History has a way of “repeating” itself …
July 8, 2008
So much material out there, so little time to knock some commonsense and reality into the mix.
Last night at home, while reading a few technical articles on bend sensitive single mode fiber various points were made about the applicability to Passive Optical Network or PON fiber based distribution architectures. Outside of I need to get a life after work, I am amazed how simple solutions are available but we complicate the living hell out of things.
There is no basic argument that GPON and GEPON are capable of delivering Giagabits (that’s Gigabit with an “s”) synchronously. Moreover, the need for racks, power and structured cabling goes down by factors while reliability in comparison to copper, or fiber/coax increases by factors. Sparing you the drudgery of the technical arguments, a core thesis of how to implement, measure and maintain different service level agreements over a PON path became a sticking point. (Did I forget to say copper access is not a long term business model).
In my reading, this SLA management question within PON’s developed into a whole new generations of chips that the authors believe would need to be developed to manage SLA’s over a 10 gig PON, 40 gig PON, 100 gig PON… you get the picture.
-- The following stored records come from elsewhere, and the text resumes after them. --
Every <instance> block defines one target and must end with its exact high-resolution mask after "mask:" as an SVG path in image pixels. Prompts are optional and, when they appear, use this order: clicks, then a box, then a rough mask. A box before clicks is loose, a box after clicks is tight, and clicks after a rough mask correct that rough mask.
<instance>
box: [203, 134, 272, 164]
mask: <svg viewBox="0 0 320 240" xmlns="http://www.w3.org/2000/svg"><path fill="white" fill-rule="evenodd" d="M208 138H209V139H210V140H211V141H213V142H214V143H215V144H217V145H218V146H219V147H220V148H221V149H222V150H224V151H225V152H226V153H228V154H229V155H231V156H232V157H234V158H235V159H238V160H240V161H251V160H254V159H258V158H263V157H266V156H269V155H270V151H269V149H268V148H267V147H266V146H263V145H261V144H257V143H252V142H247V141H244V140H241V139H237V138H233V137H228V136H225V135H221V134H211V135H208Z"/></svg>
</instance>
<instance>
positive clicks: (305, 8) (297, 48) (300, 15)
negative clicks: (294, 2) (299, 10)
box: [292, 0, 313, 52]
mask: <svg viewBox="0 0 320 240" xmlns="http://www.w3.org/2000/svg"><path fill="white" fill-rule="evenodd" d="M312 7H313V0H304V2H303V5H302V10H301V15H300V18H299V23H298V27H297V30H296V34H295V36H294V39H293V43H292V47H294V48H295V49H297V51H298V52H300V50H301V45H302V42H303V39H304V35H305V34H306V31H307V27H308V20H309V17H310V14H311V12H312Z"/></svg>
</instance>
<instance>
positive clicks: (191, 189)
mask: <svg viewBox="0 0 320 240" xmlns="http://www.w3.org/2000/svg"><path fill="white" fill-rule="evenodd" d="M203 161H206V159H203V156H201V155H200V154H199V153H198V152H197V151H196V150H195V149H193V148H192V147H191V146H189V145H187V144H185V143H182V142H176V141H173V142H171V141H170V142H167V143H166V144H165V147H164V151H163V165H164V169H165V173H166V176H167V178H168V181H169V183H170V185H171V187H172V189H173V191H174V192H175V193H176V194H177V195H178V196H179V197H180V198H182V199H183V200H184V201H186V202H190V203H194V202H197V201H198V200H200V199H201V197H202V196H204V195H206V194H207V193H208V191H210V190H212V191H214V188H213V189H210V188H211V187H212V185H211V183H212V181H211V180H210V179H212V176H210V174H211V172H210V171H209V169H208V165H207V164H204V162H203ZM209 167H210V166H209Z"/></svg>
The problem that is being wrestled with is managing “light” spectrum based upon SLA’s.
The problem I had with designing new chips, is the parochial view that the problem belies the that the SLA quandary limitation exists based upon a single fiber or fiber pair for multiple SLA’s.
Well, here is my news flash. What is stopping anyone from dedicating fiber pairs to different SLA needs today as opposed to waiting for the “god” chip for a single fiber strand or fiber pair. Actually nothing … unless you don’t own any local fiber or can’t get access to any local fiber. Who can afford to wait?
This same logic applied to the great long haul land grab of the 1990’s which drove DWDM boxes through the roof. DWDM was designed for long haul since you have very little add/drop splice points in a long haul network thus distance and efficiency counted for those that could only garner a fiber IRU or fiber lease. But as the long distance industry contracted (collapsed) the DWDM companies decided to sell DWDM as a solution looking for a problem and since long distance was dead, they took the square box and sold it to fit in the metropolitan network hole in search of fixing something that alternatives were readily available. DWDM gets real expensive in metropolitam deployments, the laser tolerances are extremely tight, signal regeneration costly, and the loss budgets excell due to the magnitude of splicing that occurs as one goes from long haul to metropolitan backbone and finally last mile access. Typically the question is how many PhD’s per mile does it take to maintain DWDM tolerances in the metro?
What’s my point, multiple fiber pairs gives you multiple options, flexibility and opportunity to differentatite. Banking on tightly spaced nano-window lasers, expensive repeaters and db loss tolerance of dispersion, can be more costly that what multiple fiber pair alternatives provide.
I get a kick out carriers that overbuilt certain routes in a market by “joint building” with other carriers on the same route when the use DWDM. Here they have gobs of fiber power and they take the most expensive way to light it. Now, it wasn’t to smart to have joint built, but some bean counter in the telecom bubble days probably thought they were “saving” money.
Bottom line … do your homework. Don’t wait for the next chip … get innovative. When someone is trying to sell you a NASA solution when you can do quite well with an abacus … take the time to look at real demand and technology evolution.
The next god box or god chip is always touted on our telecom media websites or magazines… like we are missing out on something …
We have waited over 25 years for convergence to become quasi reality … what more do we need to know about the real rate of technical, ubiquitous change … it is slow in coming.
Focus on staying in business first, the rest will follow.
And remember: the softest pillow is a clear conscience.
Written by Dave Rusin - Telecom ExecutiveComments
2 Responses to “History has a way of “repeating” itself …”
Got something to say?











Nice
Funny line about the PH’D’s….I spent years asking the ’smart people’ why they wanted to cram two pounds of baloney on a fiber when they have 863 spares under the sheath…but what does an OPS guy know anyway?